Listen, these vessels are not exiting the new sector. What I will say is that Navios takes an opportunity on the segment, and we have a strong performance of the segment. We will either sell a vessel or we charter it at a rate that will give us a better return. It's a decision we make with taking consideration of cash flows and credit workings of the counterparty or, say, that's exactly what we are doing constantly. And we care about is to cover positions that are further in the future. That is how we work our portfolio. So I mean -- and of course, what we are doing, and this is -- you can see it on our newbuildings, what we are doing? We are getting younger generation, fuel efficient vessels.

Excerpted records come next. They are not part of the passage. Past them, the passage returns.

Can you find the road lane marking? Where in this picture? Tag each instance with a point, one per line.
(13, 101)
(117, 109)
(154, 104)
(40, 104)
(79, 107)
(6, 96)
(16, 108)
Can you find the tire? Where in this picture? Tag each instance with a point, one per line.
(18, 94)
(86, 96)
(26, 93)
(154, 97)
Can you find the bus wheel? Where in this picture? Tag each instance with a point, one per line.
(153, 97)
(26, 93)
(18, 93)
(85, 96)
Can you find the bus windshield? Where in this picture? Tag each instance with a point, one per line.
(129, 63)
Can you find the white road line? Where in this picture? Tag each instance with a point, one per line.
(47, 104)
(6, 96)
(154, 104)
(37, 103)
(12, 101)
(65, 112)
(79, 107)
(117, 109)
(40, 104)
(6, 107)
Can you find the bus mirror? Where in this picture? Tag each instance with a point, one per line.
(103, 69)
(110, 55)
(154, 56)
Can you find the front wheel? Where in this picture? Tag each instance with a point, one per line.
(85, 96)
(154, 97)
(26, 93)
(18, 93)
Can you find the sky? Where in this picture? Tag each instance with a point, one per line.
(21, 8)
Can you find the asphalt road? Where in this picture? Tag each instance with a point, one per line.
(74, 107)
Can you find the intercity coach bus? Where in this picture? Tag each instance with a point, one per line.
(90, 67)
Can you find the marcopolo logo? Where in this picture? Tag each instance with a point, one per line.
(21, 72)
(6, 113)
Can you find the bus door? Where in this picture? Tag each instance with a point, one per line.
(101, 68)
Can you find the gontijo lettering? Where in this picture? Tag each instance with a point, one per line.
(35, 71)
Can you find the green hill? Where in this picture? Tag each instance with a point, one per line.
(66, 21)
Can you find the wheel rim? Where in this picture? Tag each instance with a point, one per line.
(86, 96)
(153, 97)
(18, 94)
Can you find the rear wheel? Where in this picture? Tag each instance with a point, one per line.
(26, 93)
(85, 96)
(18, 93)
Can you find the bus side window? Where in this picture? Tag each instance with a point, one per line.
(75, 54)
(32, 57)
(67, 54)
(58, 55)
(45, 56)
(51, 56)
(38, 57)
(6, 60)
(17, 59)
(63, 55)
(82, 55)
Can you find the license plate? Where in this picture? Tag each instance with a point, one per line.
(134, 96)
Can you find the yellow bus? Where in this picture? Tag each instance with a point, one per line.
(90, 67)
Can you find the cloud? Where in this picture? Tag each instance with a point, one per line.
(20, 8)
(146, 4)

So for us, this is a win-win situation. If you are able to dispose of all the vessels, less green to younger vessels, this is a win-win situation. And you are trying that to do it at any point. And basically, it's an ongoing process. If you look on our presentations, we have 18 newbuildings, while the vessels are very close to the vessel that are 15 to 20 years. So this is an ongoing process that we will be doing.

Eli Winski

Analyst

That makes sense. And then I just need to ask about congestion. You guys talked about it at the top of the call, but just digging in. On the West Coast U.S., we've seen ships move downwards off the coast. Ships in transit from Asia over seems to be relatively steady. Do you think we could have reached an inflection downwards? Or is there something else that we're not thinking of right now on that side from Asia to the U.S.?

Angeliki Frangou

Management

I think that unique -- I think that Omicron, I can get these experts that will give you all the flows of vessel. And I think when Wall Street Journal, you have shipping being in the frontline of worse general and congestion, it means it's to everyone's mind. And I'm sure there is a lot of information on that. I think the important issue that if we see in a macro level, and we have to think about, in January, we have an outbreak with Omicron that you have more sick people around the planet than from the period of the Spanish flu. So basically, that delayed the whole process. So we see that containers will continue to have a strong market and delayed the change into the consumption from services -- from products to services. That is definitely something that is playing right now, except, of course, of the geopolitical other issues that we see.

Operator

Operator

And this does conclude our question-and-answer session for today. I'd be happy to return the call to Angeliki for any concluding remarks.

Angeliki Frangou

Management

Thank you. This completes our Q4 results. Thank you.

Operator

Operator

This does conclude our conference for today. You may disconnect your lines. And everyone, have a great day.